South Australian based Internet provider, Internode Systems, has lashed out at Telstra over its newly adjusted wholesale broadband prices, saying they may take civil action against the telecommunications heavyweight for loss of income if the prices aren't fairly adjusted within the next few weeks.
The managing director of Internode, Simon Hackett, said the price-cut made to Telstra's wholesale fees was "trivial", leaving many of the competing Internet providers still at a loss in trying to match the carrier's recently-reduced retail prices.
"The net effect was to reduce our costs by AU$2 per customer. We needed at least a AU$12 reduction to restore our profits to the correct margin," said Hackett, adding "Telstra produced the perception that the problem had been fixed but it hasn't. The move was a token gesture."
Telstra's new wholesale broadband prices came into effect last Thursday following protests from its wholesale customers that the company was offering some broadband connections cheaper to its retail customers than to its wholesale patrons.
The Australian consumer watchdog, the Australian Competition and Consumer Commission (ACCC), has been investigating Telstra's pricing schemes since the announcement of its discount entry-level broadband retail prices last month, and Hackett says they are not done with Telstra yet.
"If you own the road then it's illegal for you to block others access to it," said Hackett, adding that he has faith the ACCC will produce a fair outcome.

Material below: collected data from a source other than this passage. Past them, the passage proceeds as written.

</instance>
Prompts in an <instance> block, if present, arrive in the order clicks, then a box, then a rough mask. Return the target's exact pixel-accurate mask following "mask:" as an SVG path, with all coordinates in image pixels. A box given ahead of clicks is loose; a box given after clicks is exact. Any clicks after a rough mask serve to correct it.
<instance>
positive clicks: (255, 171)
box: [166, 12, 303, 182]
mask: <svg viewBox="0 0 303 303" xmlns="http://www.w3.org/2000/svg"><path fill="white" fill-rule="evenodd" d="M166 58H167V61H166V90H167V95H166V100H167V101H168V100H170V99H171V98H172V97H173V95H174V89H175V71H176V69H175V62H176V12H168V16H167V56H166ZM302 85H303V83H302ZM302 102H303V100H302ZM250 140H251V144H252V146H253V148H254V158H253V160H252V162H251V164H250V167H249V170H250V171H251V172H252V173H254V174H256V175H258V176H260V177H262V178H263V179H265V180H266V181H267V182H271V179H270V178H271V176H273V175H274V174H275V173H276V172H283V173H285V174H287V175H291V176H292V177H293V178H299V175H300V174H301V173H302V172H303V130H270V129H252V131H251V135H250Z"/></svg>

Hackett said the last time Telstra was reprimanded for competition breaches in 2001 the broadband market was not large to provoke a legal response. However, he says, now there are many more broadband dealers who have a lot to lose over the company's alleged misconduct.
"This time around, if the ACCC issue notice that Telstra is in breach of competition rules we are retaining the option to take up a civil case for compensation," said Hackett.
If the case goes ahead, Hackett says Internode will be seeking compensation for lost monies as from the day the entry-level BigPond retail deals came into effect, adding he believes the company has a reasonable chance for success.
"If they fix it in the next few weeks then there won't be much to compensate but last time it took 18 months. The stakes are higher now, we have our business to lose," said Hackett.